The American Civil Liberties Union mounted a defense of Fallon's First Amendment right to free speech, and contacted several members of Congress.

Fallon and Maria Hartwig, a psychologist at John Jay College of Criminal Justice at City University of New York, are developing a training curriculum for investigators based in actual science related to lying and deception.

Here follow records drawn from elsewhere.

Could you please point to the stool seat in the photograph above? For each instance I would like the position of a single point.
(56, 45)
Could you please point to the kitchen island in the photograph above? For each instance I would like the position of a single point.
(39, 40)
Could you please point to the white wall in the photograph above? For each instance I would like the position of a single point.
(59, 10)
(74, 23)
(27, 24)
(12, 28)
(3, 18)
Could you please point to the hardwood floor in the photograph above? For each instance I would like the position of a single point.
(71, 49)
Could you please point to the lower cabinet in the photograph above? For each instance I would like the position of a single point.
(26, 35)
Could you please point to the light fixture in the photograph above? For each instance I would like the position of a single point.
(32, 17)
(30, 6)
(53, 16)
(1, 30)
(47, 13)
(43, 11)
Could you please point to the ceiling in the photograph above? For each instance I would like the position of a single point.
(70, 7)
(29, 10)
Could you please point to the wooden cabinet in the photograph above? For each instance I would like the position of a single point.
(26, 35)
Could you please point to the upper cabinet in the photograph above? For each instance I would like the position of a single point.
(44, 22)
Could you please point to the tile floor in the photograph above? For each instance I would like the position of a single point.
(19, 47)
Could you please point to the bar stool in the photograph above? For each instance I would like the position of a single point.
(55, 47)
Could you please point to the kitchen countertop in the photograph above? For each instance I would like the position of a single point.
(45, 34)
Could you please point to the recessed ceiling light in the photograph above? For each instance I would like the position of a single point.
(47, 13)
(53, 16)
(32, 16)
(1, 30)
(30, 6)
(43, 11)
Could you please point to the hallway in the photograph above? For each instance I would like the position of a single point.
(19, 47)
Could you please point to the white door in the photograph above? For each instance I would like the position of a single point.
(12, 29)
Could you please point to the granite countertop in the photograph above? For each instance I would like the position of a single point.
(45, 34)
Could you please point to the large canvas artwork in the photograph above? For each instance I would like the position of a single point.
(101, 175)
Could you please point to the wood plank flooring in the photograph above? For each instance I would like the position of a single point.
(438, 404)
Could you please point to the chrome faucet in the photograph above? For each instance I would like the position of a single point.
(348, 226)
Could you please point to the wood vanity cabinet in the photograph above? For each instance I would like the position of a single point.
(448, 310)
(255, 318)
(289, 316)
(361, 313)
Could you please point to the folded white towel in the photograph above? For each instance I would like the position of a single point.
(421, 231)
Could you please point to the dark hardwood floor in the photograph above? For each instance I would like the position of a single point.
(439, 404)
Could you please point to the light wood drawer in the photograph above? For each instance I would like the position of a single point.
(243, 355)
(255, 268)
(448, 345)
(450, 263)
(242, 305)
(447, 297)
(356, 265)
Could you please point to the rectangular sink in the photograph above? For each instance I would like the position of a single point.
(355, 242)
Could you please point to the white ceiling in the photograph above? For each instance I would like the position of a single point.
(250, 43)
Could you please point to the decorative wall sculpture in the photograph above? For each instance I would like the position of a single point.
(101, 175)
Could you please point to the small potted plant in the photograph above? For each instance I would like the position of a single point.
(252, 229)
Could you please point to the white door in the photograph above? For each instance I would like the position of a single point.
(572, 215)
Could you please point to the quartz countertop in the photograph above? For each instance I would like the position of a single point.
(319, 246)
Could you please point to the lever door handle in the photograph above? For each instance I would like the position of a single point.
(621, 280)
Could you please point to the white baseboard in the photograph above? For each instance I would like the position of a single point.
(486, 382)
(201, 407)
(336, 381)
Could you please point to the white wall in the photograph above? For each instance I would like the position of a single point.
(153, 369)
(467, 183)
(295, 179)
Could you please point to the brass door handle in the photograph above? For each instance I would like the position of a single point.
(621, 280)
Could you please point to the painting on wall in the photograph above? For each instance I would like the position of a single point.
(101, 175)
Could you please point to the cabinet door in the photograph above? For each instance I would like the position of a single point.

== Principles on Effective Interviewing for Investigations and Information Gathering (Méndez Principles) ==
In 2016 the Special Rapporteur on torture and other cruel, inhuman or degrading treatment or punishment, Prof. Juan E. Méndez, submitted a thematic report to the United Nations General Assembly calling for the development of international standards for interviews based on scientific research, legal safeguards and ethical principles. Mark Fallon was a member of the global Steering Committee who guided the process of drafting such a document, consulting an Advisory Council comprising more than 80 experts from over 40 countries. In 2021, the Principles on Effective Interviewing for Investigations and Information Gathering was approved by the Steering Committee to realize the call. These principles are also referred to as the Méndez Principles to honor Juan Méndez.